But you bring up an interesting issue, a cheapy product line and pricy one etc. ADA does not seem to do that approach, why should they? Can they compete with the cheese and production of Chinese or TW Azoo/Via Aqua or Korean Jebo?

Tropica can say the same thing. I like Tropica's plants but people here would not buy many. Claus and I talked about that a long time ago.
But they will buy TMG.............
Singapore kills them on pricing, not quality though. USA folks are cheap as rule. Plant folks especially so after the Dupla years.

So some dry good can work out here, ADA has the best advertizing, some awesome photography of cool aquascapes domr with all their own stuff.

For new person, having everything, rather than saying go to the paint store for this, Home Depot for that, mail order this, buy from so and so, ADA has everthing all laided out.

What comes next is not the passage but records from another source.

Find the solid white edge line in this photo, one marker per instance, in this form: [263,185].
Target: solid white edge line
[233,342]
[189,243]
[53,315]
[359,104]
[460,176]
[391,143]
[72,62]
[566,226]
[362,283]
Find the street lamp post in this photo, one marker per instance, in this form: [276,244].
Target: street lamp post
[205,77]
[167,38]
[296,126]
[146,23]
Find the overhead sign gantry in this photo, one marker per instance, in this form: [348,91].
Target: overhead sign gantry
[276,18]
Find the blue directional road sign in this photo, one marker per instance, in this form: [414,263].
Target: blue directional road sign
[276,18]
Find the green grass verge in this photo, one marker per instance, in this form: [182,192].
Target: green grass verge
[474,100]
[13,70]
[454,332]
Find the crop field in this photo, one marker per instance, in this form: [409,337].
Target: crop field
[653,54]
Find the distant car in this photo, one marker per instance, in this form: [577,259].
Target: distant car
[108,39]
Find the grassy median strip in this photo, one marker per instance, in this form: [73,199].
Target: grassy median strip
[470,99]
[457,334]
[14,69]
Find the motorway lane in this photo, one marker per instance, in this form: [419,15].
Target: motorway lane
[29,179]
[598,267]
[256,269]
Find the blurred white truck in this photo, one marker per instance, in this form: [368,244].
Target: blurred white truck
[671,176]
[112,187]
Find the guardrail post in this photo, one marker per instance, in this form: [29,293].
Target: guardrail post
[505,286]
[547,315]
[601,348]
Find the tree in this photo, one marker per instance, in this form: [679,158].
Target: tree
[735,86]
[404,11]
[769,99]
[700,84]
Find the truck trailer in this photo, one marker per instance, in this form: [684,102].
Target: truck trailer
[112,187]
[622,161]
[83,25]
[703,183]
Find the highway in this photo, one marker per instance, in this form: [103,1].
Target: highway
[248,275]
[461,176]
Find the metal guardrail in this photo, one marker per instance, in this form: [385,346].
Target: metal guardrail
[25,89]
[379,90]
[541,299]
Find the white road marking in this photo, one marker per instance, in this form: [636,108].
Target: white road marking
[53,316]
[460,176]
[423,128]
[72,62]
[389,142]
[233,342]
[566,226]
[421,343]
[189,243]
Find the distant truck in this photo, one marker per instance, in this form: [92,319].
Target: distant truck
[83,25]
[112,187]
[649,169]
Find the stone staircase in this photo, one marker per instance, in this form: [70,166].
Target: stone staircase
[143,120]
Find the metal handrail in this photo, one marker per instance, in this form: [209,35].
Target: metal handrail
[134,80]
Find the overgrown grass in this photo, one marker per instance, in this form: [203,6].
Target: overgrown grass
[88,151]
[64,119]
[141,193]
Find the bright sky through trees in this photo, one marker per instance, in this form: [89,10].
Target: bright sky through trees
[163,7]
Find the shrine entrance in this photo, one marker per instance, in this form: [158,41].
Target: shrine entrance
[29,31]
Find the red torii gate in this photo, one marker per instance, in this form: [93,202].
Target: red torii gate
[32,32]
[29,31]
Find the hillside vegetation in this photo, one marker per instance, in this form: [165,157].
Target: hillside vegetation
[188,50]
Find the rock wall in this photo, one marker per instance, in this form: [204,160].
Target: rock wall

While the initial price is steep since everything is all laid out, the over akll actual price might be more reasonable than many think if you added up your time tracking all the stuff down and learning etc and getting the stuff to all fit well and look well together.

Many folks are poor DIY'ers.
Some just don't wanna mess with it.

That's why ADA should be available here.

My concern is a thorough understanding of the products and the reasons whyb they work so when folks here come to me and ask, "Tom, why does this work/Does not work and why do I have algae?" I'll have some clue.

Even the best product line cannot avoid many other issues.

In any event, the advice I give works very well with the ADA line of substrates and start ups. AQ folks seem to think so. 

Like ADA stuff, some folks might not be willing to pay for my articles/servives. That's fine too
But it's available the world over, complete and utter planted tank domination of the world, a small goal of mine.

I'll be down in LA trying to plant the marine reef folks this weekend. If you have a tank, it's got to have a plant in it!

Regards, 
Tom Barr





.


----------



## jsenske

TW- That was just a flippant comment made in a tone that I've talked to Tom in. It is no way my marketing approach. I will mind my word choice and tone more carefully in the future. I knew after I posted that someone would call me out on it. Just trying to keep a sense of humor about some of this. 

Followers of this thread may want to have a look at a recent post by Oliver Knott in the AQUASCAPING forum on the ADG 90cm/ADA TANK subject line. He's been using the ADA substrate for quite some time now and has some interesting observations.


----------



## plantbrain

jsenske said:


> TW- That was just a flippant comment made in a tone that I've talked to Tom in. It is no way my marketing approach. I will mind my word choice and tone more carefully in the future. I knew after I posted that someone would call me out on it. Just trying to keep a sense of humor about some of this.
> 
> Followers of this thread may want to have a look at a recent post by Oliver Knott in the AQUASCAPING forum on the ADG 90cm/ADA TANK subject line. He's been using the ADA substrate for quite some time now and has some interesting observations.


I make lots of controversial comments, but they are about plants. I did not see it as a marketing approach. Jeff and I are cool with eachother on this.
I see his point and jab him a little but I really think there's a decent element to this product line that was absent from say Dupla.

I've installed Dupla systems and done a fair amount of install work over the years. ADA's line will allow this to be done easily for well heeled clients, much better than the past high end product lines............

This is a lot of Jeff's business(set ups and maintenance), so it is a very wise decision business wise to use this line.

To that end, it also means someone Like O Knott will also be able to do these tanks with less grief to some degree as well. He also does maintenance.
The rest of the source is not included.